Les crédits au secteur privé augmentent lentement
Le secteur privé résident est celui qui a le plus bénéficié de cet afflux de ressources, coûteuses à gérer pour les banques : les crédits qui lui ont été octroyés s’élèvent à 34,2 milliards de dollars, en augmentation de 12 % par rapport à 2010. Ils constituent 86,9 % du total des prêts accordés au secteur privé, résident et non résident, soit 39,4 milliards de dollars, en hausse de 12,7 % par rapport à 2010. Le secteur de l’immobilier a continué à tirer cette croissance vers le haut. Les prêts à l’habitat ont augmenté de 24,3 % entre décembre 2010 et septembre 2011 pour atteindre 13 % du total des crédits, soit 5,6 milliards de dollars ; et ceux accordés à la construction ont totalisé 7,5 milliards de dollars, en hausse de 18,7 % par rapport à 2010. À noter l’augmentation très importante des prêts accordés aux entreprises travaillant dans le secteur des carrières : +69,5 %, à 38 millions de dollars.

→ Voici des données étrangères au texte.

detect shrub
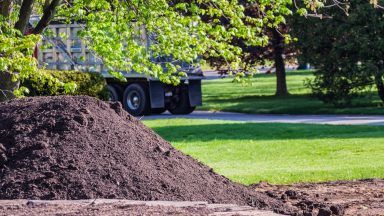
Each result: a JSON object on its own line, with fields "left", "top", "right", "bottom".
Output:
{"left": 291, "top": 0, "right": 384, "bottom": 105}
{"left": 20, "top": 70, "right": 109, "bottom": 100}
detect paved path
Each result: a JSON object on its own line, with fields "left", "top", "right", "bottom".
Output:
{"left": 144, "top": 111, "right": 384, "bottom": 126}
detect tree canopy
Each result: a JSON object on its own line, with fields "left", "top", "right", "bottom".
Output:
{"left": 1, "top": 1, "right": 329, "bottom": 75}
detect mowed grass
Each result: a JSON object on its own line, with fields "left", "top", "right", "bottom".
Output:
{"left": 144, "top": 119, "right": 384, "bottom": 185}
{"left": 201, "top": 70, "right": 384, "bottom": 115}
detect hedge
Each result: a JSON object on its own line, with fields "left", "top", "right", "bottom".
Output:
{"left": 21, "top": 70, "right": 109, "bottom": 100}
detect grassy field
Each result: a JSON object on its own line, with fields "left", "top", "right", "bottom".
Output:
{"left": 144, "top": 119, "right": 384, "bottom": 185}
{"left": 201, "top": 70, "right": 384, "bottom": 115}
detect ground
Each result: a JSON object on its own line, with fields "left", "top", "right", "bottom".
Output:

Les crédits en livres ont été favorisés par les mesures d’exemption des réserves obligatoires prises par la BDL pour faire face à l’afflux de liquidités en monnaie nationale. Le ratio de dollarisation des crédits a ainsi touché un bas historique, de 78,4 % en décembre 2011, soit le niveau le plus bas atteint en deux décennies.
Les taux d’intérêt moyens sur les crédits en livres libanaises ont légèrement baissé, dans la mouvance de la baisse de ceux sur les dépôts : ils sont passés de 7,91 % en décembre 2010 à 7,38 % en décembre 2011. Sur les crédits en dollars, ils ont légèrement augmenté (6,74 à 7,02 %) à l’instar des taux sur les dépôts en dollars.
Pour la première fois depuis 2007, l’État a diminué son aide aux petites et moyennes entreprises en 2011. L’organisme de garantie de crédit Kafalat a garanti 1 272 emprunts d’une valeur totale de 165 millions de dollars. Cela représente une baisse annuelle de 9,4 % en volume et 2,6 % en valeur.
Au total, le ratio crédits sur dépôts a continué sa progression, à 34 %, contre 32,6 % en 2010, même s’il reste encore relativement faible.
Le secteur public constitue toujours un client important pour les banques commerciales, qui lui ont accordé 29,2 milliards de dollars en 2011, soit 35,1 % du total des crédits accordés par les banques. Ce chiffre est quasiment stable par rapport à 2010 : -0,3 %. Le montant des réserves à la Banque centrale, qui rentrent dans le calcul du risque souverain, a augmenté de 17,1 % en 2011, à 47,2 milliards de dollars.
L’exposition totale au secteur public a donc légèrement augmenté, à 54,4 %, contre 54,0 % fin décembre 2010.
Une rentabilité au ralenti
Si le bénéfice des banques commerciales libanaises n’est pas encore divulgué, celui, consolidé (avec les filiales étrangères) mais non audité, des banques Alpha (celles dont les dépôts sont supérieurs à deux milliards de dollars) ont connu une croissance modérée cette année, de 1,2 %, à 1,5 milliard de dollars. C’est la plus faible croissance enregistrée en neuf ans. Elle est due à une augmentation du ratio coût sur revenus, qui est passée de 47,2 % à 47,4 % en un an : quelque 97 nouvelles agences ont été ouvertes et 1 901 salariés supplémentaires embauchés (en croissance de 10,6 % et 8,3 % respectivement). Par ailleurs, les provisions pour créances douteuses ont enregistré une hausse de 88,6 %, du fait de la gestion prudentielle des banques libanaises face aux troubles régionaux.
Ce sont les bénéfices en provenance des commissions qui ont tiré les revenus vers le haut : ils ont augmenté de 13,9 %, pour représenter 35,5 % du total des bénéfices. Les bénéfices en provenance des marges d’intérêts ont, quant à eux, augmenté de 5,5 %.